Like Exxon, Shell, and electric utility companies, Ford and GM—in addition to funding climate-denying think tanks—joined the Global Climate Coalition, which actively targeted U.S. involvement in the Rio Earth Summit in 1992. Its biggest win would be the Byrd-Hagel Resolution, barring U.S. involvement in the Kyoto Protocol or any other United Nations agreement that would “mandate new commitments to limit or reduce greenhouse gas emissions” for wealthier countries in the global north, “unless the protocol or other agreement also mandates new specific scheduled commitments to limit or reduce greenhouse gas emissions for Developing Country Parties within the same compliance period.” It was a GCC talking point parroted by automakers in a well-funded advertising campaign against Kyoto, as E&E News points out. It passed through the Senate unanimously in 1997. Though the GCC has long since disbanded, its framework has been deeply influential in shaping U.S. strategy at global climate talks ever since. Through both Democratic and Republican administrations, U.S. negotiators have pursued voluntary agreements that whitewash questions about the historical responsibility of wealthy nations in fueling warming that’s now hitting less-developed countries hardest.

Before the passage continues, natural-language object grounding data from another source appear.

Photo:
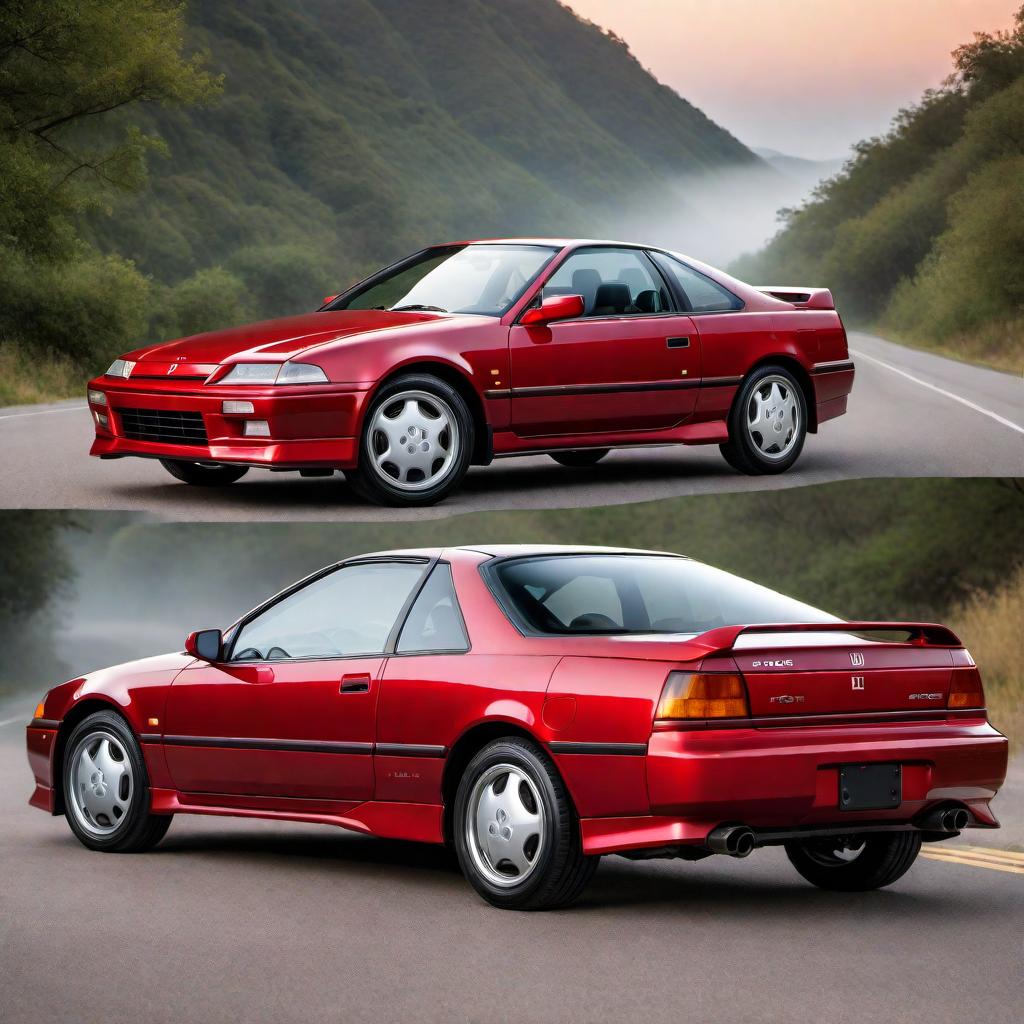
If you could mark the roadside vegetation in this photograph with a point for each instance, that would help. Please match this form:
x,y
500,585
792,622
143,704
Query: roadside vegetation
x,y
169,168
922,235
991,627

Ford and GM, via spokespeople, told E&E News that all that is ancient history. “There is nothing we can say about events that happened one or two generations ago since they are irrelevant to the company’s positions and strategy today,” a GM spokesman said. Defending his company, a Ford representative said the car company is “addressing it right now” with investments in electric vehicles, and plans to make its manufacturing plants run on 100 percent renewable energy in 15 years. In other words: They’re a part of the solution now, not the problem.

Or are they? The transportation sector remains the single biggest contributor to greenhouse gas emissions in the United States, making up 28 percent of all carbon emissions. At this point, no respectable Fortune 500 Company today would dare to suggest climate change is a hoax or fund people that do, as they have in the past. Instead, however, they’re writing themselves into a future where plenty of science would suggest their business model doesn’t belong.

Just as Exxon and Shell project continued demand for oil and gas well past midcentury, Ford suggests that fossil fueled internal combustion engine vehicles (translation: cars running on some form of gasoline) will “continue to play a role in most markets” for “the foreseeable future,” even as they’re gradually “displaced by electric and other low-emission options.” The company’s Climate Change Scenario Report envisions four possible climate-changed futures depending on either low or high levels of innovation and low or high levels of climate damages. It’s similar to reports produced by Shell. In both cases, the reports are mostly used as public relations tools—something convenient for executives to mention in interviews to suggest they’re thinking deeply about these matters. But there’s a tell: However expansively polluters appear to think about their role in a warmer future, they can’t envision one without them in it.

Automakers, who have not been as aggressively targeted by climate campaigners as oil companies, still command a fair bit of public respect as job providers that keep the country moving. They figure heavily in Joe Biden’s Build Back Better plan, which holds that all-American electric vehicle production will create as many as a million jobs and pave the road to both recovery and net-zero emissions. Whether subbing out today’s sprawling, car-centric planning with electric vehicles is a desirable vision is its own question, especially given the myriad ethical and logistical issues up and down the EV supply chain.

There’s nothing in automakers past or present, however, to suggest they will be good-faith participants in an energy transition. Their sole interest is to turn a profit—or stay “financially relevant,” as Ford euphemistically calls it. As E&E News’s reporting shows, that’s been the goal all along, whether they happen to be denying that climate change exists or not.